Georgia Theatre is a live music venue and event space in Athens, Georgia. National and local acts across all genres have performed at the theatre, including rock, folk, country, indie, alternative, hip hop and electronic. The venue is on the Athens Music History Walking Tour sponsored by the Athens Convention and Visitors Bureau. Georgia Theatre opened as a music venue in 1978, but spent a few years in the early 1980s operating sporadically as a movie house. It was reopened as a music venue in 1989 and has since hosted many of the major touring acts that come through the state.

==History==
In 1889, the YMCA of Athens bought the property on which Georgia Theatre now stands and built a building on the site. In its earliest days, this YMCA building served as home to the Georgia Bulldogs basketball team, from 1905 to 1911. Starting in 1913, a music store occupied the bottom floor while the YMCA continued to use the second and third floor. In 1926, the Masonic Temple Association of Athens bought the building and soon began sharing the space with Dorsey Furniture Co. In 1935, the Elite Theater opened in the location, building upon and expanding the foundation of YMCA building.

After many different uses over the years, in 1977 Sam Smartt, Hap Harris, George Fontaine and Sheffy McArthur converted the building into a concert hall. The B-52s paid to perform at Georgia Theatre on May 20, 1978, and the following year The Police played as part of the band's first U.S. tour.

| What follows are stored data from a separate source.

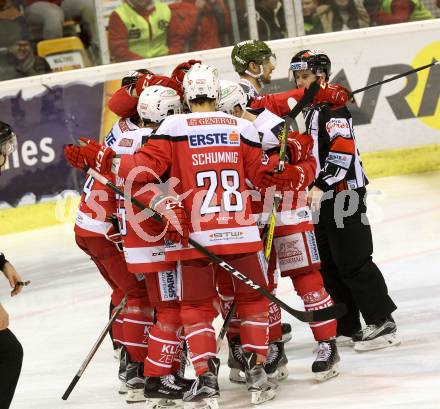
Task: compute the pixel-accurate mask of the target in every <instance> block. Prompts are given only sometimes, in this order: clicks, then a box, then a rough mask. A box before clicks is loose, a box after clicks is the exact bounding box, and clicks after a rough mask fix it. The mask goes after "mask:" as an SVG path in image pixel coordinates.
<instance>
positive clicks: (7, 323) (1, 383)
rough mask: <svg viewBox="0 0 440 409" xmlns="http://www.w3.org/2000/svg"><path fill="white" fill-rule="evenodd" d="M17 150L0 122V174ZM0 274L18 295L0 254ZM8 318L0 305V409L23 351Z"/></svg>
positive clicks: (17, 273) (10, 397) (12, 280)
mask: <svg viewBox="0 0 440 409" xmlns="http://www.w3.org/2000/svg"><path fill="white" fill-rule="evenodd" d="M16 146H17V138H16V136H15V134H14V133H13V132H12V130H11V127H10V126H9V125H8V124H6V123H4V122H2V121H0V173H1V169H2V167H3V166H4V164H5V162H6V157H7V156H8V155H10V154H11V153H12V152H13V151H14V150H15V149H16ZM0 271H2V273H3V274H4V275H5V277H6V279H7V280H8V281H9V284H10V286H11V288H12V291H11V296H15V295H17V294H19V293H20V292H21V290H22V289H23V286H24V285H27V284H29V283H24V282H23V280H22V278H21V277H20V275H19V274H18V273H17V271H16V270H15V268H14V266H13V265H12V264H11V263H10V262H9V261H8V260H6V258H5V256H4V254H3V253H0ZM8 325H9V316H8V313H7V311H6V310H5V309H4V308H3V306H2V305H1V304H0V409H8V408H9V406H10V404H11V401H12V398H13V396H14V392H15V387H16V386H17V382H18V378H19V376H20V371H21V364H22V362H23V348H22V346H21V344H20V342H19V341H18V340H17V338H16V337H15V335H14V334H13V333H12V332H11V331H10V330H9V329H8Z"/></svg>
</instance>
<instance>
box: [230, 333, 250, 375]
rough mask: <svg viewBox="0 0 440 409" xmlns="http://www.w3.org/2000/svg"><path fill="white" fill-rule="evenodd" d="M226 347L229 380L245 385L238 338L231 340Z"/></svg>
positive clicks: (236, 337) (242, 361) (238, 340)
mask: <svg viewBox="0 0 440 409" xmlns="http://www.w3.org/2000/svg"><path fill="white" fill-rule="evenodd" d="M228 345H229V356H228V366H229V368H230V371H229V380H230V381H231V382H232V383H246V378H245V375H244V359H243V349H242V348H241V342H240V337H234V338H231V339H230V340H229V341H228Z"/></svg>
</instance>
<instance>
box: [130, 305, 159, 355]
mask: <svg viewBox="0 0 440 409" xmlns="http://www.w3.org/2000/svg"><path fill="white" fill-rule="evenodd" d="M152 325H153V309H152V308H149V307H147V306H145V305H142V304H141V302H140V300H136V299H135V300H128V302H127V307H126V309H125V313H124V323H123V329H124V345H125V347H126V349H127V353H128V356H129V358H130V361H131V362H143V360H144V358H145V356H146V354H147V348H148V334H149V330H150V328H151V326H152Z"/></svg>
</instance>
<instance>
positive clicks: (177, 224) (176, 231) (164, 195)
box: [150, 195, 189, 247]
mask: <svg viewBox="0 0 440 409" xmlns="http://www.w3.org/2000/svg"><path fill="white" fill-rule="evenodd" d="M150 207H151V209H153V210H154V211H156V212H157V213H159V214H160V215H161V217H162V221H163V224H164V225H165V229H166V233H165V240H169V241H172V242H173V243H178V242H181V243H182V245H183V246H184V247H188V239H189V221H188V216H187V214H186V212H185V208H184V207H183V204H182V202H180V201H179V200H178V199H177V198H176V197H172V196H165V195H161V196H159V197H157V198H154V199H153V200H152V201H151V203H150Z"/></svg>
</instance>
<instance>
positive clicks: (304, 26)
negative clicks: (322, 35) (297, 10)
mask: <svg viewBox="0 0 440 409" xmlns="http://www.w3.org/2000/svg"><path fill="white" fill-rule="evenodd" d="M318 5H319V3H318V0H302V10H303V17H304V31H305V34H306V35H308V34H319V33H322V32H323V31H324V29H323V28H322V23H321V21H320V20H319V18H318V17H317V16H316V10H317V8H318Z"/></svg>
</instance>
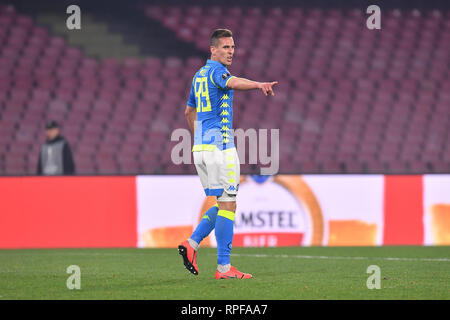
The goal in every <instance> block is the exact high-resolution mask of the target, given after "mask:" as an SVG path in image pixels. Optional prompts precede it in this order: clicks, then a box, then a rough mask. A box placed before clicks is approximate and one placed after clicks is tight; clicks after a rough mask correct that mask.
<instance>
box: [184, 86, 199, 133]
mask: <svg viewBox="0 0 450 320" xmlns="http://www.w3.org/2000/svg"><path fill="white" fill-rule="evenodd" d="M196 105H197V104H196V102H195V90H194V82H192V86H191V91H190V93H189V98H188V102H187V105H186V109H185V110H184V115H185V116H186V120H187V122H188V126H189V129H190V130H191V132H192V134H193V135H194V134H195V121H196V120H197V108H196Z"/></svg>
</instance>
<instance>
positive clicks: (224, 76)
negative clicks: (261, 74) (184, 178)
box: [178, 29, 277, 279]
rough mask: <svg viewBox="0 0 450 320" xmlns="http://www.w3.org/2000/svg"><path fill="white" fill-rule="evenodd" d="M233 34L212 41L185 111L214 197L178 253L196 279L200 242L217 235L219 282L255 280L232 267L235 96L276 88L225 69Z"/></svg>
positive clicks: (204, 184) (197, 266) (237, 184)
mask: <svg viewBox="0 0 450 320" xmlns="http://www.w3.org/2000/svg"><path fill="white" fill-rule="evenodd" d="M234 48H235V46H234V40H233V34H232V32H231V31H230V30H228V29H217V30H215V31H214V32H213V33H212V35H211V38H210V51H211V58H210V59H208V60H207V62H206V65H204V66H203V67H201V68H200V70H198V72H197V73H196V74H195V76H194V78H193V80H192V86H191V91H190V94H189V99H188V102H187V106H186V111H185V115H186V119H187V122H188V125H189V128H190V130H191V131H192V132H193V133H194V146H193V148H192V151H193V156H194V163H195V167H196V169H197V173H198V175H199V177H200V181H201V183H202V185H203V188H204V190H205V194H206V195H207V196H216V198H217V203H216V204H215V205H214V206H213V207H211V208H209V209H208V210H207V211H206V213H205V214H204V216H203V218H202V219H201V221H200V223H199V225H198V226H197V228H196V229H195V231H194V232H193V233H192V235H191V237H190V238H189V239H187V240H185V241H183V242H182V243H181V244H180V245H179V246H178V250H179V253H180V254H181V256H182V257H183V263H184V266H185V267H186V268H187V269H188V270H189V271H190V272H191V273H193V274H194V275H198V266H197V251H198V247H199V244H200V242H201V241H202V240H203V239H204V238H205V237H206V236H208V235H209V233H210V232H211V231H212V230H213V229H215V235H216V240H217V270H216V274H215V278H216V279H230V278H237V279H248V278H252V275H251V274H248V273H243V272H240V271H238V270H237V269H236V268H235V267H233V266H231V263H230V252H231V248H232V242H233V223H234V215H235V211H236V195H237V192H238V189H239V179H240V167H239V166H240V164H239V158H238V154H237V152H236V148H235V145H234V138H233V133H232V126H233V90H252V89H261V91H262V92H263V94H264V95H265V96H273V95H274V91H273V86H274V85H276V84H277V82H256V81H251V80H248V79H244V78H238V77H235V76H232V75H231V74H230V72H229V71H228V69H227V67H229V66H230V65H231V62H232V60H233V54H234Z"/></svg>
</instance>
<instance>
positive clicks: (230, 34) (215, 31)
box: [209, 29, 233, 47]
mask: <svg viewBox="0 0 450 320" xmlns="http://www.w3.org/2000/svg"><path fill="white" fill-rule="evenodd" d="M232 36H233V32H231V30H228V29H216V30H214V31H213V33H212V34H211V38H210V39H209V44H210V46H212V47H217V46H218V45H219V39H220V38H229V37H232Z"/></svg>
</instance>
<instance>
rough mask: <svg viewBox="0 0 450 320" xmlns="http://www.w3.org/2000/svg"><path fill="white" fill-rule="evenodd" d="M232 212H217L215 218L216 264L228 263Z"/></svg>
mask: <svg viewBox="0 0 450 320" xmlns="http://www.w3.org/2000/svg"><path fill="white" fill-rule="evenodd" d="M233 223H234V212H232V211H228V210H219V212H218V213H217V218H216V241H217V264H219V265H227V264H229V263H230V253H231V248H232V243H233Z"/></svg>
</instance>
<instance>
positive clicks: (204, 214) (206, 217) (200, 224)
mask: <svg viewBox="0 0 450 320" xmlns="http://www.w3.org/2000/svg"><path fill="white" fill-rule="evenodd" d="M218 212H219V206H218V205H217V204H216V205H214V206H212V207H211V208H209V209H208V211H206V212H205V214H204V215H203V218H202V220H201V221H200V223H199V224H198V226H197V228H195V230H194V233H192V235H191V239H192V240H194V241H195V242H197V243H200V242H201V241H202V240H203V239H204V238H206V237H207V236H208V235H209V234H210V233H211V231H212V230H213V229H214V227H215V225H216V217H217V213H218Z"/></svg>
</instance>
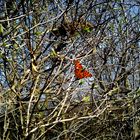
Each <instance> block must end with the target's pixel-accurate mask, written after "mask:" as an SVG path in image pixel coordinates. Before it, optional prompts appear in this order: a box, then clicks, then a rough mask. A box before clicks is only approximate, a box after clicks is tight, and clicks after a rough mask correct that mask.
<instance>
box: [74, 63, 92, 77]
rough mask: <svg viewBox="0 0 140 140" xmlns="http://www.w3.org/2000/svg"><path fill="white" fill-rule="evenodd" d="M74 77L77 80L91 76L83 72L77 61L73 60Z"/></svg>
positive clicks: (83, 70) (79, 64) (81, 65)
mask: <svg viewBox="0 0 140 140" xmlns="http://www.w3.org/2000/svg"><path fill="white" fill-rule="evenodd" d="M74 67H75V71H74V72H75V77H76V78H77V79H82V78H88V77H92V74H91V73H90V72H88V71H87V70H85V69H84V68H83V66H82V64H81V63H80V61H79V60H74Z"/></svg>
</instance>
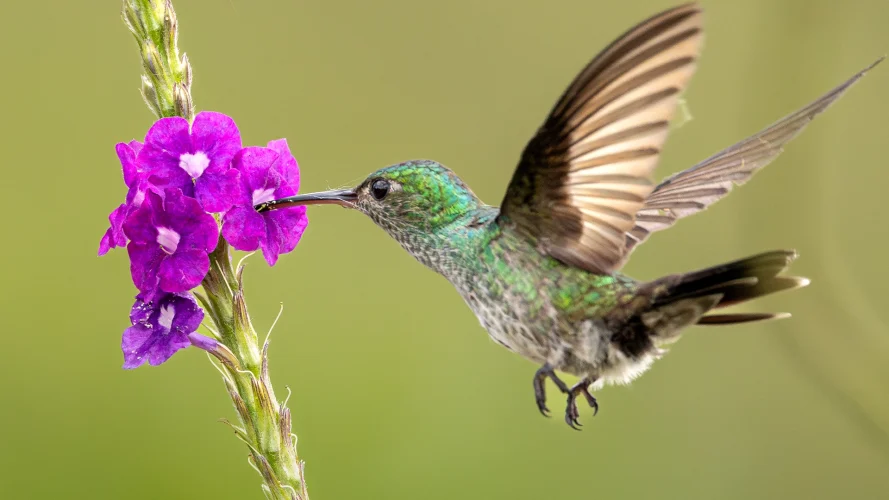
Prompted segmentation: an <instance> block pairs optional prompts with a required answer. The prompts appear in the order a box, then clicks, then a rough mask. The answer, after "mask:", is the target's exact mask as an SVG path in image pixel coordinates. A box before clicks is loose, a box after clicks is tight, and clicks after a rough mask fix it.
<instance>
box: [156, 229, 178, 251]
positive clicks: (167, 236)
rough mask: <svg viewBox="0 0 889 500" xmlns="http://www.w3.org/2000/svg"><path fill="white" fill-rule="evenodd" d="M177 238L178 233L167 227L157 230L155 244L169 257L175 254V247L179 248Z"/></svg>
mask: <svg viewBox="0 0 889 500" xmlns="http://www.w3.org/2000/svg"><path fill="white" fill-rule="evenodd" d="M179 238H180V236H179V233H177V232H176V231H173V230H172V229H170V228H168V227H159V228H157V242H158V244H160V246H161V248H162V249H163V251H164V252H166V253H167V254H169V255H173V254H174V253H176V247H178V246H179Z"/></svg>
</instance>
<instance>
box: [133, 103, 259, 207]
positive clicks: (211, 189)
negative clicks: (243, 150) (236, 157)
mask: <svg viewBox="0 0 889 500" xmlns="http://www.w3.org/2000/svg"><path fill="white" fill-rule="evenodd" d="M240 149H241V134H240V132H239V131H238V127H237V125H235V122H234V120H232V119H231V118H230V117H228V116H226V115H224V114H222V113H214V112H211V111H203V112H201V113H198V115H197V116H196V117H195V119H194V123H193V124H192V125H191V127H189V124H188V121H186V120H185V119H184V118H180V117H178V116H175V117H171V118H161V119H160V120H158V121H156V122H155V123H154V125H152V126H151V129H149V130H148V134H147V135H146V136H145V147H144V148H142V151H140V152H139V156H138V163H139V164H141V165H146V166H150V167H151V169H150V172H149V173H148V174H149V177H148V180H149V182H151V184H154V185H155V186H157V187H158V188H161V189H166V188H179V189H181V190H182V192H183V193H185V194H186V195H187V196H191V197H195V198H197V200H198V201H199V202H200V203H201V206H202V207H204V210H206V211H207V212H225V211H226V210H228V209H229V208H231V206H232V205H233V204H234V196H235V193H236V192H237V188H238V171H237V170H235V169H233V168H231V160H232V157H234V156H235V153H237V152H238V150H240Z"/></svg>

Georgia Theatre briefly closed in 1981 and was reopened a year later by Carafe & Draft Theater as a movie house. Kyle Pilgrim and Bill "Duck" Anderson bought the building in 1989, planning to reopen Georgia Theatre as concert venue. Pylon performed the first show at the new Georgia Theatre, and in subsequent years the venue hosted Athens band Widespread Panic, Beck, Warren Zevon, J.J. Cale, David Byrne, Black Lips, Umphreys McGee, Dave Matthews Band, and members of R.E.M., among countless other acts of both national and international importance. The 2004 album Live at Georgia Theatre by Derek Trucks Band was recorded at the venue, as well as the video for John Mayer's 2002 song “No Such Thing”. In November 2004, Georgia Theatre was sold to Wilmot Greene who renovated and restored the building. In 2014, the venue was sold to Agon, who also owns Variety Playhouse in Atlanta, GA.

== Fire and renovation ==
On the morning of June 19, 2009, a major fire erupted in Georgia Theatre, causing severe damage to the building and collapsing the roof. The venue underwent renovations in 2010 and 2011 and reopened on August 1, 2011. Funding for the restoration came in part from ticket sales of a benefit concert hosted by Zac Brown Band and several guest artists at the Fox Theatre in downtown Atlanta. The concert was later released as a three-disk album titled Pass the Jar: Zac Brown Band and Friends Live from the Fabulous Fox Theatre In Atlanta. The fire and history of Georgia Theatre were recorded in a documentary film called Athens Burning (2012).

Since reopening, the venue has hosted acts including My Morning Jacket, Gregg Allman, Alabama Shakes, Willie Nelson, Basketball Team, Run The Jewels, and Kenny Chesney.